Like small business, charities are a powerhouse for employment (about 11 per cent of the paid workforce − 1.38 million employees − plus 3.6 million unpaid volunteers). And they are also a powerhouse of economic activity, with a collective turnover of more than $166 billion each year and about $350 billion in assets. We wouldn’t want small business tied up in red tape and the argument is even stronger for charities. That’s why the findings of this report are so important and so damning.
But aside from the pure dollar cost quantified in the report, I worry about the effect on recruiting, inducting and retaining great people for charity board roles.
There is a duty on the charity (ACNC Governance standard 5) to ensure its directors understand and comply with their duties. But how do you properly explain this new regulation; a regulation that directors must ensure the charity complies with or its very charity status could be revoked? The reform is unusual because it doesn’t even require anyone to be convicted of an offence. It is enough that the actions of the charity’s staff “may be dealt with” as one of the listed types of offences, and it is the opinion of the ACNC commissioner that is the determining threshold.

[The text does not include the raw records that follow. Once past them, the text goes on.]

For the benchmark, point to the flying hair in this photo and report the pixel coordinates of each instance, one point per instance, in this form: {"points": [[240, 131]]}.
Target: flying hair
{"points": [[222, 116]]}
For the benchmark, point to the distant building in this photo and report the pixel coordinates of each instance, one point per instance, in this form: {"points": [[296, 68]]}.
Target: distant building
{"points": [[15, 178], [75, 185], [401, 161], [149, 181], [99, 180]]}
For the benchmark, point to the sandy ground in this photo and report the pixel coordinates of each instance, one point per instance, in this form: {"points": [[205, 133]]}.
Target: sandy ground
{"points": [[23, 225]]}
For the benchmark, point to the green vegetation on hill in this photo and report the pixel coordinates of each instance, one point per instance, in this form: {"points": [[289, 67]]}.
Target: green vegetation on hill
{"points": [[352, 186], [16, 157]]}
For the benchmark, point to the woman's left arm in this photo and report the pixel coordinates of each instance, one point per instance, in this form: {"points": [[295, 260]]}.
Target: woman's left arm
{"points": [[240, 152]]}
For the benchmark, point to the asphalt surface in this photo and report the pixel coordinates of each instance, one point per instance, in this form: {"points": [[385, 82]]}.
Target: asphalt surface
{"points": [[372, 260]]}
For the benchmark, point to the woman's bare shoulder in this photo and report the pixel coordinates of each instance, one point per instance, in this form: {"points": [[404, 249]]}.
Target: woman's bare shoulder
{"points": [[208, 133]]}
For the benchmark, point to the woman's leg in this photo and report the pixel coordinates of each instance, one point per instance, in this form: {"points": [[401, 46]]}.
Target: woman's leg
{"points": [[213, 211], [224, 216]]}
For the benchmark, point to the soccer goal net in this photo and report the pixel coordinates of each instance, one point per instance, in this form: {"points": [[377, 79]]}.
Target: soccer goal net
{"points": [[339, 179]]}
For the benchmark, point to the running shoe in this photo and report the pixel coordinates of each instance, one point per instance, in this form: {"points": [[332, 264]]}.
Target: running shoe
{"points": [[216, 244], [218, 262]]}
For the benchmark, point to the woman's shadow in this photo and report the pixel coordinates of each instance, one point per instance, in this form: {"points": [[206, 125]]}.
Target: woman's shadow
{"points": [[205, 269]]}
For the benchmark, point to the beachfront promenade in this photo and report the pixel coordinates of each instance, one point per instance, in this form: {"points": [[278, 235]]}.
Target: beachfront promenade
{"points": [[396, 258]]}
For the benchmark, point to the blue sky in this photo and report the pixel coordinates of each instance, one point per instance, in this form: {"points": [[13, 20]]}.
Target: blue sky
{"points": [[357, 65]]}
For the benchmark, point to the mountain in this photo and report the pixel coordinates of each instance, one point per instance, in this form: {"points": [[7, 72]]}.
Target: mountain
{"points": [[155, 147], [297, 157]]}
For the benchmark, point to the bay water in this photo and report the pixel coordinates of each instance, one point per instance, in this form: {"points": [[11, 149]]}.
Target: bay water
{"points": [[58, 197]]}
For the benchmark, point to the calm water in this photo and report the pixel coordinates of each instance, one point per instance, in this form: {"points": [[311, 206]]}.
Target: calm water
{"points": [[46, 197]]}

Explaining how this change works will add to compliance costs, especially as inducting and training board members (and new staff) is an ongoing obligation. It will create complexity and concern. Remember nearly all charity directors are volunteers and they may just think it’s too hard.
Bad laws encourage people to look for loopholes or (euphemistically) “workarounds”. One obvious one is to set up a basic religious charity because they are exempt from compliance with the governance standards. I have argued against this exemption before so can’t possibly suggest that as an option. I just hope sense prevails and this reform is disallowed as recommended by the Senate Committee for the Scrutiny of Delegated Legislation.